The talk about a physical or psychological 4-minute barrier has been repeated countless times over the decades, and it's nonsense.
For Bannister, in particular, the first four-minute mile wasn't a barrier; it was a multi-year obsession that focused not only on his own running and racing, but also on what all of his competitors were doing at any given time and how Bannister might be able to beat them out of the the big prize by scheduling some of the most ridiculous and unethical paced productions in the history of the sport. The nadir, I suppose, may have come when American Wes Santee was scheduled to run what might could have turned out to be the first sub-four mile on June 27, 1953, at a meet in Ohio.
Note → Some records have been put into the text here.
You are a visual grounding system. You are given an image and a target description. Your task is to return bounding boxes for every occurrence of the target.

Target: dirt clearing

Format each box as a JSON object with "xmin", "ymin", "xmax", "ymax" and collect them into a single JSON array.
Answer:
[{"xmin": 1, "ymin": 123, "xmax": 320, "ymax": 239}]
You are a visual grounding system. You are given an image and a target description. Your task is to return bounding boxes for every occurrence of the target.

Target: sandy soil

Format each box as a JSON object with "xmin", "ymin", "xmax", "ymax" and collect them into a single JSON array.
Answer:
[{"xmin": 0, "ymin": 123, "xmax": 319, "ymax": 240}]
Bannister hastily arranged for a mile run for a few adults to be inserted into a schoolboy meet in the London area, with this adult mile to take place about five hours before Santee's race in Ohio. With his connections, Bannister arranged for Australian Olympian Don MacMillian (in London at the time) to pace the first half-mile, with Chris Brasher to jog the first lap in about two minutes so that he could take over as a fresh pacer for Bannister for the rest of the "race," even though Brasher was a lap down and would end up pacing Bannister to the end with his own four-minute 3/4 mile performance. Bannister ended up with a time of 4:02 for the mile, which would have a new British record, but the whole scheme was so obviously unethical that Bannister was simply disqualified for conduct unbecoming of the sport. After that embarrassment, Bannister and his athletic and journalistic supporters learned to tone down the crassness of their fraudulent "races" a bit, but if Bannister's May 1954 time trial had been as carefully scrutinized by the British athletic press as they would have for a sub-four by someone else -- like the American Santee, or the Australian Landy, or -- God forbid! -- an uneducated East African in a current or former British colony, I'm pretty sure that Bannister would not have become known as the first first four-minute miler.
I'll save my more general thoughts about Bannister, including his post-May 1954 behavior, for later. He's an interesting psychological study, whose reputation rests largely on a massive collection of exaggerations and outright falsehoods, and the central character in a myth that reflects much about the somewhat peculiar British class system and its underlying tenets.